Case study shows removing third-party tracking actually increased revenues
Johnny Ryan over at Brave, the folks behind the Brave browser, put out a note last week looking at the case of Dutch National Broadcaster, NPO. Since they were a state owned enterprise they were facing additional constraints around data tracking pursuant to Dutch privacy regulators (and GDPR, I presume).
So they removed all third-party trackers from their website, and a strange thing happened: their website revenues increased. January and February saw significant bumps of 61% and 76% respectively, and then once all the pandemic stuff hit, the numbers still went up over same month previous year: +18% (March), +8% (April) and +19% (May).
In this case Ryan speculates the revenue lift comes from: “from the reduced adtech tax, and prevention of commodification and arbitrage of NPO’s audience.”
The latter case is something he’s also written about which I’ll link to below.Read: https://brave.com/npo/
Behave! Browser plug-in protects you from web based scans, attacks
I came across this browser extension called Behave! Which warns you if a website is using embedded scripts to portscan you or try to access an internal or private IP within your network it will detect that and warn you. This may not be the result of an unscrupulous website operator (although it very well could be), but it may also indicate that the site has been hacked and hostile scripts inserted into its source code.
As it stands now you can download the source from GitHub and there are installable plugins available for Firefox and Chrome.
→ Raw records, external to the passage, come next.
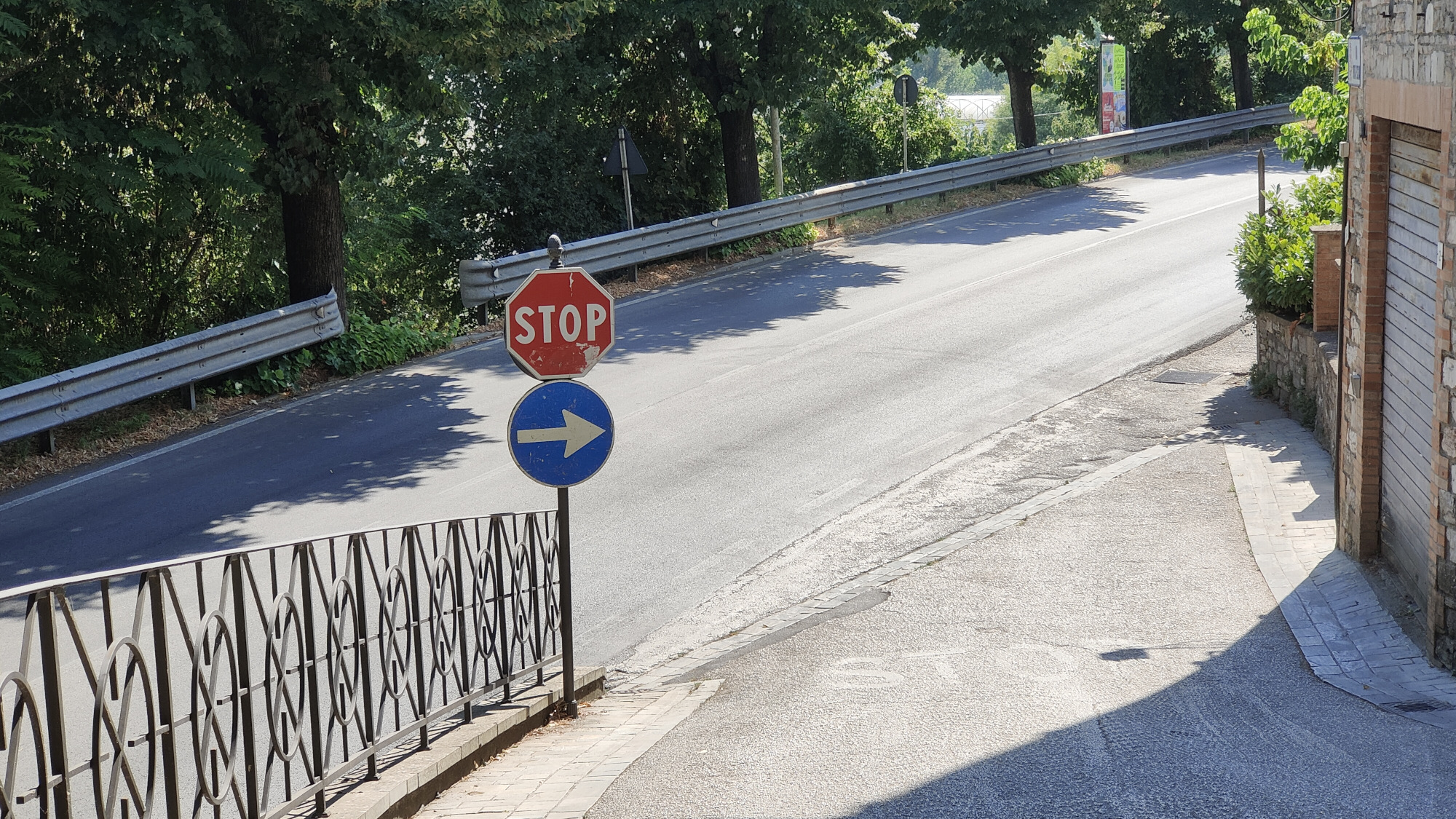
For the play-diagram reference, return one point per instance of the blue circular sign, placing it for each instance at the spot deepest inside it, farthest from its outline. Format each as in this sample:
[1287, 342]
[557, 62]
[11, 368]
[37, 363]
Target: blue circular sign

I’ve installed them both, so far no alerts.
The GitHub is here: https://github.com/mindedsecurity/behave
Update on the easyDNS fold@home team
It’s been a few weeks since I checked in on the easyDNS team Fold@Home stats. That’s a distributed computing project that harnesses the power of spare CPU cycles to conduct molecular folding calculations for use in genome and disease research such as cancer, and of course, coronavirus.
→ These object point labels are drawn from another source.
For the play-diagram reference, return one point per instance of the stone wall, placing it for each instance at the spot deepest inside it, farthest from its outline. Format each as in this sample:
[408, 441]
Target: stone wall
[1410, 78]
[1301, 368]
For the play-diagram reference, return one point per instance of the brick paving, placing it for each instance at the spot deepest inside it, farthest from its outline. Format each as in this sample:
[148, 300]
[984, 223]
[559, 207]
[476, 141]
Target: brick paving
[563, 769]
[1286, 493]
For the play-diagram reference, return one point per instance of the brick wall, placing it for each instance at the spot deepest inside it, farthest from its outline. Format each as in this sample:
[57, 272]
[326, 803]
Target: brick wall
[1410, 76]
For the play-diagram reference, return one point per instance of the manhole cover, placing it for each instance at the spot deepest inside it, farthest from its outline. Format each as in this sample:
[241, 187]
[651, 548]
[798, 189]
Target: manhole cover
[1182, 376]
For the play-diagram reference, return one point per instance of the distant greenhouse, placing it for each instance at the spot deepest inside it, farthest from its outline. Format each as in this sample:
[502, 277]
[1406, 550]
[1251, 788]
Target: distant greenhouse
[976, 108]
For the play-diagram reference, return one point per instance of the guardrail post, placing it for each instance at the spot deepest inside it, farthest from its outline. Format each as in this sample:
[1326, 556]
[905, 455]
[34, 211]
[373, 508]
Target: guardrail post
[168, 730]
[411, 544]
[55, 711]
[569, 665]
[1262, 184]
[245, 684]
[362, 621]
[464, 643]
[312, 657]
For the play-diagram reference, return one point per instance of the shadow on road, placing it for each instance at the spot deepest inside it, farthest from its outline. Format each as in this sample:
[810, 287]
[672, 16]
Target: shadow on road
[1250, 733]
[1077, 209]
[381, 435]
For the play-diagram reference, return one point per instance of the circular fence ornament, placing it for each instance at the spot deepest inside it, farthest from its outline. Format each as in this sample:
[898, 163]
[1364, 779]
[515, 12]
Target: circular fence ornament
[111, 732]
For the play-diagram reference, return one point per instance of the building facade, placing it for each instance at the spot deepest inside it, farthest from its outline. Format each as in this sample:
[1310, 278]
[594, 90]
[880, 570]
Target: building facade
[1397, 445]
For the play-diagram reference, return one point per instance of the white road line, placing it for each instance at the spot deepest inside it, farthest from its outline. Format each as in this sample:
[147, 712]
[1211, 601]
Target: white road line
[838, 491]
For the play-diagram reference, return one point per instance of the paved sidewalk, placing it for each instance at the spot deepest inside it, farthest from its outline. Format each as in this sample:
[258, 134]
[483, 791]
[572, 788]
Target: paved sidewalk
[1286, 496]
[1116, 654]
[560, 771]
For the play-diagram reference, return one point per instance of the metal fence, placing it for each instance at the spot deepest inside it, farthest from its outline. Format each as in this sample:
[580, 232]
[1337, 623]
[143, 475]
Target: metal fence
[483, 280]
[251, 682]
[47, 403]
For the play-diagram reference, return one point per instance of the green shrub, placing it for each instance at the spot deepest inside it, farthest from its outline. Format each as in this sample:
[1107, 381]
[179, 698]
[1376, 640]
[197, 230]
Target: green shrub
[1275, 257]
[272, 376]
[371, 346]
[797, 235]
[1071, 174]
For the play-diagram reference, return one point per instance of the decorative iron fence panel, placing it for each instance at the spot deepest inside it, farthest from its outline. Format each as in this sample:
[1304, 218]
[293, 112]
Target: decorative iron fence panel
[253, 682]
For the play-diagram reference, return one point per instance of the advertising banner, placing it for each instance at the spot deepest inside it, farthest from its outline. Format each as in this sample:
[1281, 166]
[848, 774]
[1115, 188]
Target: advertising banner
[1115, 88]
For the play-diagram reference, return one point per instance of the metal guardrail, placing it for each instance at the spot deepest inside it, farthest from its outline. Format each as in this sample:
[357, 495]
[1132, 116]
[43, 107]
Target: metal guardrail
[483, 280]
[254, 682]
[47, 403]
I was pleasantly surprised to see that Team EasyDNS has cracked the Top 500 out of roughly a quarter million teams, with 14 contributors clocking up more than 1 million work units, and 34 total contributors.
Here are our contributors bringing in over 1M work units
Thanks to you, and thanks to everybody on the easyDNS team and contributing to the Fold@Home project.
You can learn more about Fold@Home, and download clients for all kinds of architectures at the main website:
Team easyDNS: https://stats.foldingathome.org/team/248458
AxisOfEasy Salon 11: Revolutions, Power Plays and Authoritative Reality
On this week’s AxisOfEasy Salon #11, Jesse Hirsh, Charles Hugh Smith and myself kept coming back over the show on three recurring themes:
- Have we entered a climate where a French Revolution style megapolitical shift is looming?
- The pesky phenomenon of the ole coup-within-a-coup, a.k.a the “Power Play” as per the 1978 Peter O’Toole political thriller of that name.
- The difference between “objective reality” that everybody thinks exists and “authoritative reality”, which for all intents and purposes, is what actually matters.